Aber der traditionell starke Betriebsrat, der zusammen mit dem SPD-regierten Niedersachsen die Mehrheit der Mandate im Aufsichtsrat stellt, muss auch mitspielen.
Mit unserem Betriebsratsvorsitzenden sind wir uns einig, wohin die Reise geht. Klar: Da knirscht und kracht es auch mal. Aber Herbert Diess und Bernd Osterloh wissen beide, wie sie miteinander die Themen in den Griff bekommen. Im Herbst werden sie dann erläutern, wie die Marke VW ihren „Zukunftspakt“ umsetzt.

Gelingt das ohne Arbeitsplatzabbau und Standortschließungen?
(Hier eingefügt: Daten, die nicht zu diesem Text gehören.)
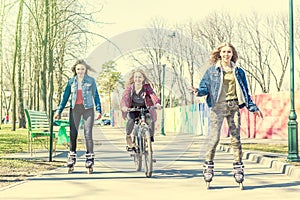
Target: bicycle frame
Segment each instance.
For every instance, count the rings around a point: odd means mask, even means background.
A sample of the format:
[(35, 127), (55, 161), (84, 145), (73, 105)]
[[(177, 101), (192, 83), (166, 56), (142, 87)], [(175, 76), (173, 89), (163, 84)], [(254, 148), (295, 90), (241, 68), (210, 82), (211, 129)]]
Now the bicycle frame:
[(146, 177), (152, 176), (153, 159), (152, 159), (152, 142), (150, 138), (149, 125), (146, 123), (146, 111), (148, 108), (130, 108), (129, 112), (140, 112), (139, 118), (135, 119), (134, 123), (134, 162), (136, 163), (137, 171), (141, 170), (142, 157), (144, 156), (144, 169)]

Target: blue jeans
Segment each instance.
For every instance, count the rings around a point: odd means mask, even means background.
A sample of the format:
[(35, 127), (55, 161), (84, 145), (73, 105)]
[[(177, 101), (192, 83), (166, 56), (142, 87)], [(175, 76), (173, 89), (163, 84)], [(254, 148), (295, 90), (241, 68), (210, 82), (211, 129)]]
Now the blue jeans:
[(84, 138), (86, 153), (94, 153), (93, 126), (94, 126), (94, 109), (85, 109), (82, 104), (76, 104), (70, 109), (70, 151), (76, 152), (77, 137), (81, 116), (83, 117)]

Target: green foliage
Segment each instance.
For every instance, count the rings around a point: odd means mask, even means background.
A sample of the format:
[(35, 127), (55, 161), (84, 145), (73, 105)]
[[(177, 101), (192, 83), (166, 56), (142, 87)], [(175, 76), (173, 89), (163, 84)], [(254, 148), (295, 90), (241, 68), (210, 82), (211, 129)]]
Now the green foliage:
[(118, 84), (124, 84), (121, 79), (121, 72), (116, 70), (116, 63), (114, 61), (104, 63), (97, 79), (100, 94), (108, 94), (110, 96)]

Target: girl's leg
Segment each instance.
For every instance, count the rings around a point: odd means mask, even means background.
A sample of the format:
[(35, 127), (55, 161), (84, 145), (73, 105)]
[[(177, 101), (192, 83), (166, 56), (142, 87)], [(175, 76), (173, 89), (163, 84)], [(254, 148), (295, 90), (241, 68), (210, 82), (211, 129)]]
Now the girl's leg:
[(146, 113), (146, 123), (149, 125), (151, 141), (154, 142), (154, 120), (151, 113)]
[(224, 103), (217, 103), (210, 110), (210, 126), (208, 135), (208, 146), (206, 152), (206, 162), (212, 162), (215, 157), (216, 148), (220, 141), (220, 131), (224, 121), (224, 113), (226, 113)]
[(241, 115), (238, 105), (230, 109), (230, 115), (227, 116), (227, 122), (231, 134), (231, 145), (233, 149), (234, 162), (242, 162), (242, 145), (240, 136)]
[(134, 120), (139, 116), (138, 112), (129, 112), (127, 114), (127, 124), (126, 124), (126, 143), (129, 149), (134, 147), (132, 142), (131, 133), (134, 127)]
[(74, 109), (70, 109), (69, 122), (70, 122), (70, 151), (76, 152), (78, 127), (82, 115), (82, 108), (80, 105), (75, 105)]
[[(83, 108), (84, 109), (84, 108)], [(93, 126), (94, 126), (95, 113), (94, 109), (85, 109), (83, 111), (83, 123), (84, 123), (84, 138), (86, 153), (94, 153), (94, 141), (93, 141)]]

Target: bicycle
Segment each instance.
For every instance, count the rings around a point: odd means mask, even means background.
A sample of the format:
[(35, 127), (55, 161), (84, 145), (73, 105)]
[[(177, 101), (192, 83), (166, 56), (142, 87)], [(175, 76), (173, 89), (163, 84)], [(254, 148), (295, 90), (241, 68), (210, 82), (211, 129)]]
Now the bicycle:
[[(131, 156), (133, 157), (136, 170), (141, 171), (142, 162), (144, 161), (144, 171), (147, 178), (152, 176), (153, 172), (153, 150), (151, 135), (149, 132), (149, 125), (146, 123), (146, 112), (150, 109), (156, 109), (156, 107), (151, 108), (129, 108), (128, 112), (140, 112), (139, 118), (135, 119), (133, 128), (133, 144)], [(144, 159), (143, 159), (144, 156)]]

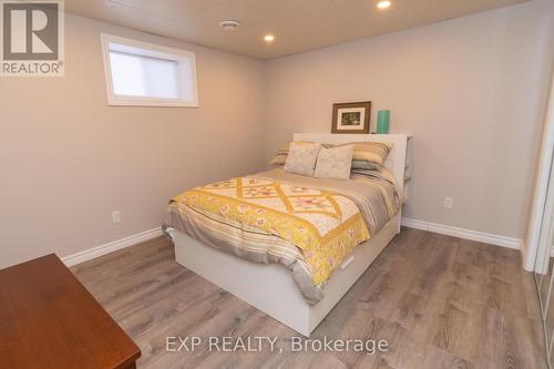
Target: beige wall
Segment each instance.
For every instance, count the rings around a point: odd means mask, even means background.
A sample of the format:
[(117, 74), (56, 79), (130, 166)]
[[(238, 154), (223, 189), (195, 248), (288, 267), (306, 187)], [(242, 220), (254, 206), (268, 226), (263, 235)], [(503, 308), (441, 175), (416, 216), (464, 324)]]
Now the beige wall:
[[(199, 107), (107, 106), (101, 32), (195, 51)], [(265, 165), (259, 61), (72, 16), (65, 34), (64, 78), (0, 79), (0, 268), (152, 229), (173, 195)]]
[(271, 61), (266, 157), (294, 132), (330, 132), (334, 102), (370, 100), (372, 124), (390, 109), (392, 133), (413, 134), (406, 216), (522, 238), (553, 17), (533, 1)]

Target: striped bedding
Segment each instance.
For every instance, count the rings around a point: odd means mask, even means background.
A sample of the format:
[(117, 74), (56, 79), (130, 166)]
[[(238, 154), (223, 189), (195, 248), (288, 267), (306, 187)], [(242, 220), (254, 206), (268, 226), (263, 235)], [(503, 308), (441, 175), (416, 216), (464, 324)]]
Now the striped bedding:
[[(321, 180), (286, 173), (280, 168), (263, 172), (253, 176), (259, 181), (306, 186), (329, 191), (352, 201), (361, 213), (369, 230), (375, 235), (400, 208), (400, 196), (392, 174), (386, 170), (355, 170), (351, 180)], [(168, 206), (165, 227), (178, 229), (202, 243), (256, 263), (279, 263), (293, 271), (308, 304), (314, 305), (324, 298), (325, 281), (315, 284), (315, 275), (302, 250), (277, 234), (261, 229), (245, 222), (233, 219), (220, 213), (175, 197)], [(338, 260), (340, 264), (341, 260)]]

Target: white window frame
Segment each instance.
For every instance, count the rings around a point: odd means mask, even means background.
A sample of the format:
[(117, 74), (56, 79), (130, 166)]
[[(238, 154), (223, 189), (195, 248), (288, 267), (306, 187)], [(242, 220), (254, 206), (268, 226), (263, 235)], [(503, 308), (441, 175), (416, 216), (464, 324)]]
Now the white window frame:
[[(127, 106), (181, 106), (181, 107), (198, 107), (198, 91), (196, 84), (196, 55), (192, 51), (161, 47), (153, 43), (131, 40), (119, 35), (101, 33), (102, 55), (104, 59), (104, 74), (107, 89), (109, 105), (127, 105)], [(117, 43), (129, 48), (141, 49), (141, 55), (191, 63), (191, 81), (193, 83), (193, 101), (182, 99), (162, 99), (162, 98), (143, 98), (130, 95), (116, 95), (113, 93), (112, 70), (110, 64), (110, 43)], [(181, 73), (185, 73), (181, 71)], [(181, 75), (184, 78), (184, 75)]]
Wir werden in den kommenden Monaten ein Gesamtpaket zum Thema Effizienz schnüren. Dabei wird es sicher auch um die Arbeitskosten gehen. Klar ist in jedem Fall: Wir stehen auch in schwierigen Zeiten zu unserer Verantwortung für unsere Mitarbeiter. Und das wird auch in Zukunft so bleiben.